投稿日:2005-01-19 Wed
出勤途中八丁堀に納品。午前中事務所で物撮り、午後は写真展巡り、pgで比嘉豊光の「ナナムイ」を見る。宮古島での祭事の様子を撮影した作品。なにか夢の中で見ては行けないものを見てしまったような、幻想的な作品。それからコニカミノルタへ、勝谷寛子氏の「武蔵野風土紀」武蔵野の自然とそこに生活する人々をスナップしたモノクロ作品。氏は写真を定年退職後の趣味として始めたそうだが、その作品は見事な視点で撮影されており、ベテラン作家のスナップ撮影と見まがうほどの力量を持っている。山田真氏「ShipBreakersCHITTAGONG」バングラデッシュの海岸線にある巨大タンカーの船舶解体場で働く人々のモノクロ作品。劣悪な状況で過酷な労働を強いられる人たちの写された姿は時に美しくも見えたりする。モノクロの焼き込み技術を駆使したプリントはサルガドの「WORKERS」を思い起こさせた。そしてニコンサロンヘ佐藤俊和氏「辺疆行」中国新疆ウイグル自治区の自然の中で暮らす人々のモノクロ写真。作者は新聞記者で、ちょうどギャラリーにいらしたので話を聞くことが出来た。期間は1週間の旅行で撮影されたもので奥様と二人で取材したそうだ。一週間でこれだけの仕事が出来るのは、新聞記者としての能力かもしれない。プリントがみごと、ノメーとした柔らかい表現がこの作品に非常に合っている。その後ペンタックスサロンへ長島義明氏「あれから10年:阪神大震災」題名のとうり震災の作品、今改めてみるとその地震のエネルギーのすさまじさに背筋が凍る。
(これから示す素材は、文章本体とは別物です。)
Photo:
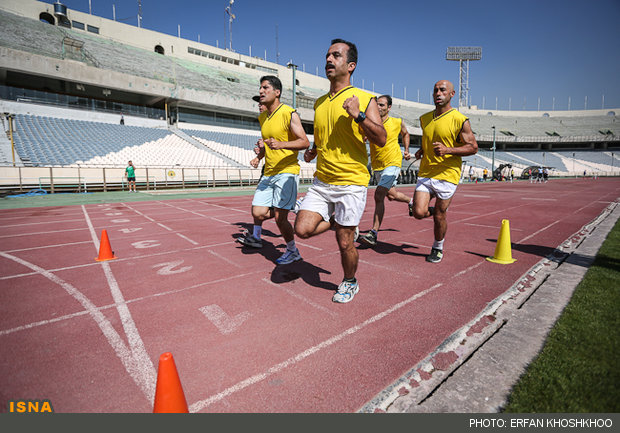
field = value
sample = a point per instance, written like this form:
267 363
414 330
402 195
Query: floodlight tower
231 17
463 55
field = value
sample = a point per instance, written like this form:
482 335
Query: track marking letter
224 323
167 268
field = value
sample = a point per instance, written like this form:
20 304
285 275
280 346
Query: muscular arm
405 136
300 143
372 125
469 146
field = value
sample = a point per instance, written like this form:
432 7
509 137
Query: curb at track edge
419 383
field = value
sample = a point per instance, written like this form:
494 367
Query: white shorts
345 202
441 188
278 191
388 177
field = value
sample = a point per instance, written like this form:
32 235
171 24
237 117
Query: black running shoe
435 256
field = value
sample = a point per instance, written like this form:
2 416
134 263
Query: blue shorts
278 191
388 177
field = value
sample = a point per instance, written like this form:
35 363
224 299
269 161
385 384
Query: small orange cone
169 396
105 250
503 254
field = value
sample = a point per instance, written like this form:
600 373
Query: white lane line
539 199
40 233
471 268
141 357
121 259
302 298
201 404
161 225
48 246
106 307
219 256
187 239
492 227
133 367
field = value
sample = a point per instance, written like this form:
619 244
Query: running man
282 138
342 118
130 174
446 137
386 162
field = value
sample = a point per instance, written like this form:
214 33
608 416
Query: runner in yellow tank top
342 119
386 163
282 138
446 137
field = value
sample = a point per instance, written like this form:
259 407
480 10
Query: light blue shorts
388 177
277 191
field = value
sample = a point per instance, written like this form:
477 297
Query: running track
248 336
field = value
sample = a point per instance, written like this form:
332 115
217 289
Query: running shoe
346 292
288 257
250 241
435 256
369 238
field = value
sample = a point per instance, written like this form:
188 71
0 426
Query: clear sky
531 49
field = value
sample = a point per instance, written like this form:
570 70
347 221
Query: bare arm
405 136
469 146
372 125
300 143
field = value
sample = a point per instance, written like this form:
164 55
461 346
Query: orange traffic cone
105 250
169 396
503 254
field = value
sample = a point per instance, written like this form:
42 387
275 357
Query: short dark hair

このところ、各地で災害が起きているため今度は東京ではと思っているが、ホントに来たらどうなってしまうのだろう。その隣のエプサイトヘ、藤原新也氏「フェルナンド・ペソアの午後」震災の写真の後、このお気楽写真を、真剣に見ることはできなかった。オペラシティーに行こうかと思ったが、気落ちしたためと一件夕方に納品があるので、事務所に戻った。
今回モノクロ作品が多かったが、どれも良い作品だった。